Of all the little pleasures forsaken over the past year, the most obvious might be the haircut. Suddenly, it seems, everyone in America has very long hair: men, women, pleasantly androgynous children. The question is whether regular haircuts will become a thing of the past, like jeans and handshakes, or if – post-pandemic and on par with rapidly rebounding businesses like movie theatres – hairdressers experience a boom.
My money’s on the latter. While some men can get away with a mop-top look – for a few months, at least – in my friendship circle of women, very long hair has become equated with split ends and a certain witchy effect. I knew something had to change for me when I could no longer convincingly wear my hair “up”, because there was simply too much of it. Washing it became a whole-day affair, something to be tackled in bursts between Zoom meetings. In the winter months, it was like a kitchen-sink sponge: never fully dry.
So I finally made an appointment with one of the many enterprising hairdressers who have pivoted to at-home cuts. I wondered if I would miss the accoutrements of the salon: the slippery black robe, fashion magazines from three seasons ago, a chorus of hairdryers and the question, “So, doing anything fun tonight?”
I did miss all of this as hairdresser Vivian and I positioned ourselves on various pieces of lawn furniture in the baking hot sun. (“If I cut it outside, you don’t need to clean it up,” she had explained.) But there were other things about the salon I didn’t miss, like the weird feeling of stretching the back of your neck over porcelain for the wash, the hard sell of products on the way out and the staggering inefficiency of an afternoon spent sitting still in a revolving chair.
I had been dreading the conversation. Vivian seemed lovely, but it had been so long since I had interacted in person for an extended period with anyone outside my family. Small talk doesn’t come easy these days.

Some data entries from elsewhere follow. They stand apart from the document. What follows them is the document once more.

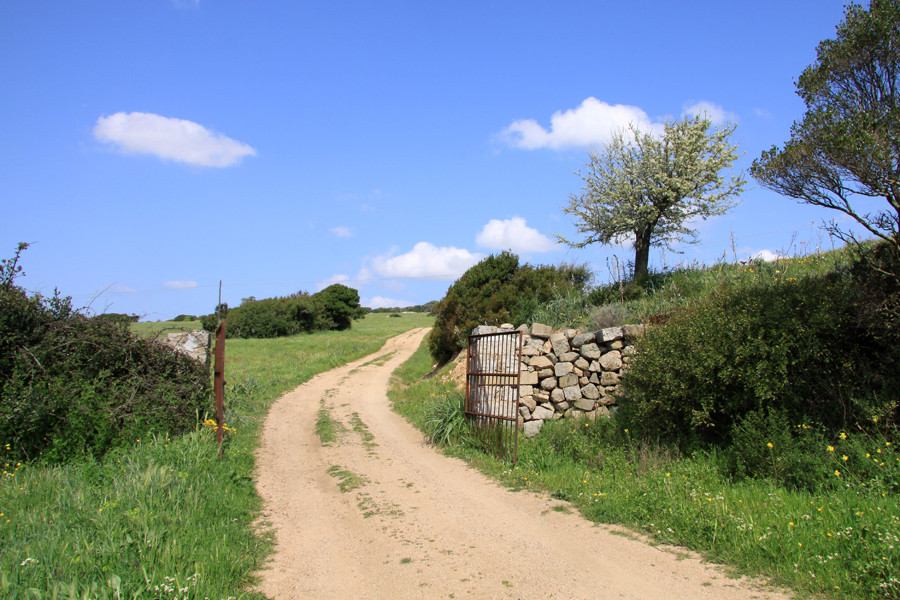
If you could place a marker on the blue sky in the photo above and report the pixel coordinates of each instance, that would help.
(150, 149)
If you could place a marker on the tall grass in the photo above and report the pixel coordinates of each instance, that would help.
(165, 518)
(840, 541)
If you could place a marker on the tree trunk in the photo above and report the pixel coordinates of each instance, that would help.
(641, 253)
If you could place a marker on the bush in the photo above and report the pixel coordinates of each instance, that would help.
(495, 291)
(72, 385)
(794, 351)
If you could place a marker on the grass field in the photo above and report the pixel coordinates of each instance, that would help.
(164, 518)
(839, 542)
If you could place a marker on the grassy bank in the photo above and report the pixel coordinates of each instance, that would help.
(840, 542)
(165, 518)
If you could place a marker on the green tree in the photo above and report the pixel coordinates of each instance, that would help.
(495, 291)
(650, 188)
(338, 306)
(847, 147)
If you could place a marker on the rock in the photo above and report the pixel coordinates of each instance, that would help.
(568, 380)
(583, 338)
(609, 378)
(632, 332)
(559, 343)
(194, 344)
(540, 362)
(611, 361)
(562, 368)
(528, 378)
(591, 351)
(572, 392)
(609, 334)
(590, 391)
(528, 401)
(542, 413)
(584, 404)
(532, 428)
(540, 330)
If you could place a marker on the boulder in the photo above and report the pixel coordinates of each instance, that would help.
(591, 351)
(542, 413)
(532, 428)
(562, 368)
(540, 330)
(583, 338)
(611, 361)
(559, 343)
(609, 334)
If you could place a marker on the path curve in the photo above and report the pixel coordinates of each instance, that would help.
(422, 525)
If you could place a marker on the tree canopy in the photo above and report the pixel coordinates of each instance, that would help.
(846, 149)
(651, 188)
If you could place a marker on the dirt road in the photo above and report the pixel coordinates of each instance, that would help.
(379, 514)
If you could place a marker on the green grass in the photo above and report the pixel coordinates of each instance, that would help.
(165, 514)
(840, 542)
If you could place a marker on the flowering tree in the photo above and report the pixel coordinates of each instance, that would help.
(651, 188)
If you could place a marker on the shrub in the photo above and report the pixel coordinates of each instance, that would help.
(72, 385)
(793, 350)
(495, 291)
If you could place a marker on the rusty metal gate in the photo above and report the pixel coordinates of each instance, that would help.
(492, 391)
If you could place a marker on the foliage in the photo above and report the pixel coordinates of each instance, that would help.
(72, 385)
(652, 188)
(336, 307)
(838, 540)
(794, 349)
(428, 307)
(166, 512)
(846, 145)
(495, 291)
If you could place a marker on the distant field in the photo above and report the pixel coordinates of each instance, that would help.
(161, 328)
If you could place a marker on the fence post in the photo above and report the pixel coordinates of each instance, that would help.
(219, 384)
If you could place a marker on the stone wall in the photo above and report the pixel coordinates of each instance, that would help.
(569, 373)
(194, 344)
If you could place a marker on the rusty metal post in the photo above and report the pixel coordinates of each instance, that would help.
(219, 384)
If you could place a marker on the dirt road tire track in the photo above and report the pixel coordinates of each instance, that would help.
(412, 523)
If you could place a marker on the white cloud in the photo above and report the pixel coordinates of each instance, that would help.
(427, 260)
(170, 139)
(382, 302)
(513, 234)
(592, 123)
(180, 285)
(766, 255)
(336, 278)
(715, 113)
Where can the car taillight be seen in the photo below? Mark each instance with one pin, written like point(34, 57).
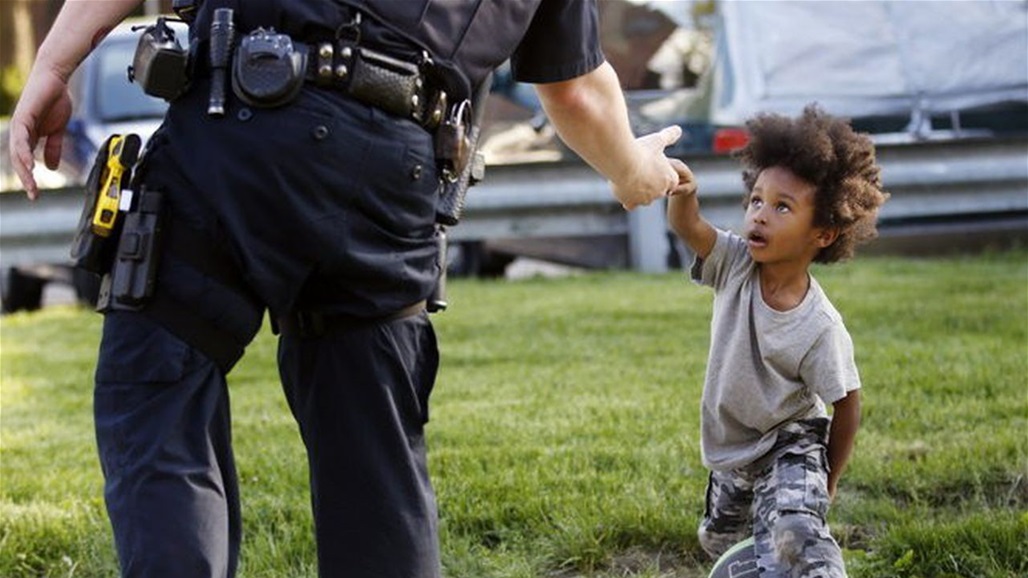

At a recent social gathering, the universal ice-breaker was “So, how was your pandemic?” The answers were heavy: people had lost relatives, jobs, a sense of security in the world. But to be forced to keep the chatter on a surface level was actually delightful: to glide over the weather and kids and travel plans, and to be touched and cared for while doing it.
It was a portable, weighted blanket, a ballast against tidal waves of terrible news and February’s freezing rain.
After the haircut, I sent Vivian her payment on Venmo and went back inside my house to do that thing every woman does after a chop: fuss over the new length, change the part, resolve to ask for a fringe next time.
As for what remained outside, I hope the birds make nests out of it. Their little fluffy babies love the big tree in our front yard. Waddling around, unable to fly, they looked so helpless that I investigated whether I ought to do anything to protect them. The answer, according to the local wildlife authorities, was to do nothing: mothers are likely nearby. Their message? Leave nature alone.